Tim dari AV Lopatin dari Akademi Bidang Studi Pengetahuan Rusia di area Moskow, dan juga rekan-rekan lainnya, meyakini hewan itu berusia sekitar tiga minggu juga membandingkan komposisi serta proporsi tubuhnya dengan anak singa modern pada usia yang dimaksud sama.
“Perbedaan signifikan” terlihat pada sisa-sisa yang tersebut diawetkan, termasuk kaki yang dimaksud lebih besar lebar, telinga yang digunakan lebih besar kecil, “bukaan mulut yang besar” lalu “daerah leher yang sangat besar”.
Penelitian yang disebutkan menjelaskan: “Perbedaan ketebalan [leher] disebabkan oleh besarnya jumlah otot, yang dimaksud dapat diamati secara visual di area lokasi pemisahan dermis dari daging mumi.”
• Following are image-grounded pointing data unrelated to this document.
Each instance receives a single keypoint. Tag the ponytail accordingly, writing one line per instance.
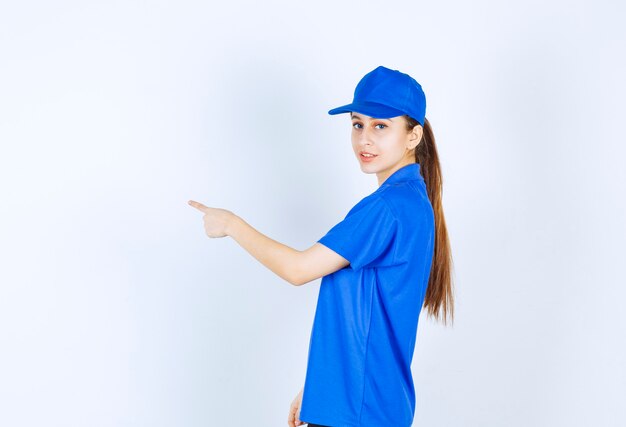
(439, 300)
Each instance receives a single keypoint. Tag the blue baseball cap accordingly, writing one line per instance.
(384, 93)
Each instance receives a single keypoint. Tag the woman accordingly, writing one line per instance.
(386, 259)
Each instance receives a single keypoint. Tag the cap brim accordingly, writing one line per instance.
(371, 109)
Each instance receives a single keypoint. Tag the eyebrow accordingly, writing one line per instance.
(354, 116)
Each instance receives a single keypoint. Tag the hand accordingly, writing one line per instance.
(216, 220)
(294, 411)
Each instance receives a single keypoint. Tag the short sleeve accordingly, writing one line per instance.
(366, 236)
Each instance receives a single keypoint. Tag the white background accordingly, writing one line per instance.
(117, 310)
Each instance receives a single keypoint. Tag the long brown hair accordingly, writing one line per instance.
(439, 300)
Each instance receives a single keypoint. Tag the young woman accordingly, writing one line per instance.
(386, 259)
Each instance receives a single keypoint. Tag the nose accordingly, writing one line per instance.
(365, 136)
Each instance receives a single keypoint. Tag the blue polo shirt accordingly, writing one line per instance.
(363, 335)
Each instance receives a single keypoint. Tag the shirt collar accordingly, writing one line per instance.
(408, 172)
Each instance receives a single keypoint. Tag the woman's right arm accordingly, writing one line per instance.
(297, 267)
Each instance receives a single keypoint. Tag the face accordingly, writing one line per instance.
(387, 139)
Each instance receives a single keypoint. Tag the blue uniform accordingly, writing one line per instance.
(363, 336)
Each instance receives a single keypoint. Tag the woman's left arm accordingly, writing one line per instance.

Kucing bertaring pedang juga tampaknya tidak ada mempunyai bantalan karpal (juga dikenal sebagai peredam kejut), yang menurut para ahli mungkin saja merupakan adaptasi yang terkait dengan berjalan dalam menghadapi salju atau es.
Para ahli telah dilakukan menjamin bahwa kucing yang disebutkan miliki karakteristik yang tersebut sejenis dengan genus Homotherium, kucing bertaring pedang, yang diperkirakan hidup dalam Amerika Utara kemudian Eropa 12 jt hingga 10.000 tahun yang lalu.